La società specializzata incaricata dei lavori – per la qual cosa ringraziamo il Consorzio Idrico Terra di Lavoro – procederà a “fotografare” il sottosuolo di tali assi viari, segnalando le perdite e le rotture della rete idrica e fognaria, provvedendo anche a consegnare copia di tale radiografia agli uffici tecnici comunali. Contemporaneamente alla individuazione delle perdite e delle rotture si procederà ai relativi aggiusti.

Per effettuare tale complessa operazione (con macchinari particolarmente sofisticati) sarà necessario chiudere al traffico le strade interessate vietando la sosta. Le operazioni avverranno nelle giornate di venerdì prossimo 10 settembre, lunedì 13 e martedì 14. Saranno opportunamente pubblicizzati i tempi di chiusura (è alla firma del dirigente la relativa ordinanza), ma chiediamo fin d’ora la collaborazione dei cittadini e, in particolare, degli automobilisti.

Abbiamo fatto in modo che le operazioni terminassero in tempo per l’avvio del nuovo anno scolastico ma i disagi saranno inevitabili, trattandosi di assi di scorrimento fondamentali per il traffico cittadino. Non possiamo avere la botte piena e la moglie ubriaca: bisogna avere pazienza e rispettare il lavoro di chi è sulla strada. Le scene cui ho assistito nei giorni scorsi in via San Giuliano mi hanno fatto vergognare: ognuno cercava di fare il furbo, aggirando i divieti e non rispettando il senso alternato.

Aggiungo che la georeferenziazione rappresenta un’assoluta novità per Marcianise, mentre è la norma nelle città soprattutto del Nord. Anche in questo proviamo a fare degli sforzi nel segno della modernità. Le strade da rally di Marcianise (ma non solo di Marcianise) sono il frutto di una cattiva gestione che data negli anni. Ma le novità, le buone novità, vanno accettate e condivise da una comunità: senza condivisione non andiamo da nessuna parte.
Grazie fin d’ora per la collaborazione. E’ il caso di dirlo, usando un’espressione di una nota azienda italiana: stiamo lavorando per voi, ci scusiamo per i disagi.
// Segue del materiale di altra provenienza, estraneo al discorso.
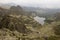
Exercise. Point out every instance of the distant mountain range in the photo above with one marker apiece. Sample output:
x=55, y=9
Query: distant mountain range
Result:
x=38, y=10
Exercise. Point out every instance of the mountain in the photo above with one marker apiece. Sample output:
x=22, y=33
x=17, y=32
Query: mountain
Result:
x=7, y=5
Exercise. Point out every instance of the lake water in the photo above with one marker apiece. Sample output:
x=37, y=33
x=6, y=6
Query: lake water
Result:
x=39, y=20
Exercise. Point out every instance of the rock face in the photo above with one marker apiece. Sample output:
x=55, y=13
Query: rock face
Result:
x=12, y=23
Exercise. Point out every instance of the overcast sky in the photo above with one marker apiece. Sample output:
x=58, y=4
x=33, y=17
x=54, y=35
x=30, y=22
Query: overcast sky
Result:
x=36, y=3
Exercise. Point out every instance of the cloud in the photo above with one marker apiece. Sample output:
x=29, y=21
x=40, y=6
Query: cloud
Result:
x=41, y=3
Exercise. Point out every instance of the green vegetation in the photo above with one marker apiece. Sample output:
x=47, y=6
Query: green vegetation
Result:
x=15, y=25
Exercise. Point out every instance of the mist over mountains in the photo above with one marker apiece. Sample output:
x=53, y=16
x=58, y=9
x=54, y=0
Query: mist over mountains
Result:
x=37, y=10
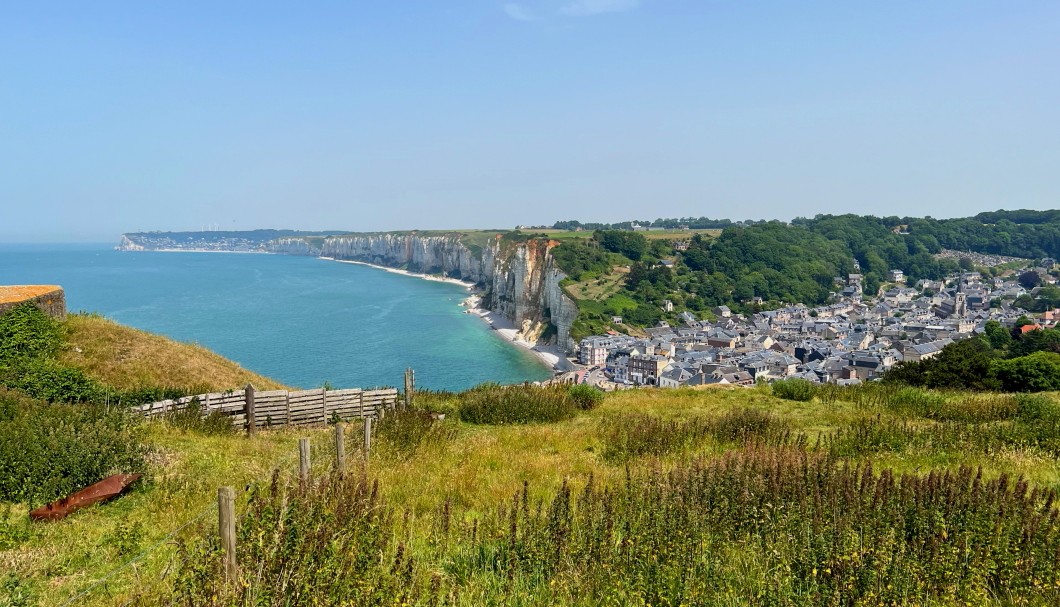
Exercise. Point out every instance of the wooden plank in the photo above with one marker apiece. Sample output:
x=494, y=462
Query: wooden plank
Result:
x=226, y=528
x=271, y=394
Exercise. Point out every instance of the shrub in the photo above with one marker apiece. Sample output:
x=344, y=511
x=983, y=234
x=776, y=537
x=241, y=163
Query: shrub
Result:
x=492, y=404
x=585, y=396
x=325, y=542
x=47, y=379
x=794, y=389
x=28, y=333
x=406, y=429
x=48, y=451
x=193, y=418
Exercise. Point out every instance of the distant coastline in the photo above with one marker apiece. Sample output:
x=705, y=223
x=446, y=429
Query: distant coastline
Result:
x=550, y=356
x=435, y=278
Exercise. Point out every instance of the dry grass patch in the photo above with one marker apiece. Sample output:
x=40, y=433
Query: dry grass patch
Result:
x=127, y=358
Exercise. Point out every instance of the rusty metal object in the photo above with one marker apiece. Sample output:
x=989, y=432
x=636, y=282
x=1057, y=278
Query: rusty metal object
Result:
x=103, y=491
Un particolare ringraziamento alla ditta specializzata che effettuerà i lavori: loro e noi ben lieti di poter offrire qualcosa in più alla comunità. Ditta ovviamente meridionale, gestita da meridionali, di alta connotazione tecnologica, costretta molto spesso a lavorare non nel Meridione. E un particolare ringraziamento agli assessori comunali competenti, ai dirigenti e ai funzionari dei nostri uffici tecnici.

Qui sotto, per pura curiosità, pubblico un frammento di un rilievo aerofotogrammetrico di un’altra città (i puntini rossi indicano le perdite e le rotture): anche a Marcianise avremo uno strumento simile. Non era mai accaduto. Il segno di tempi che cambiano, di una comunità che cresce”.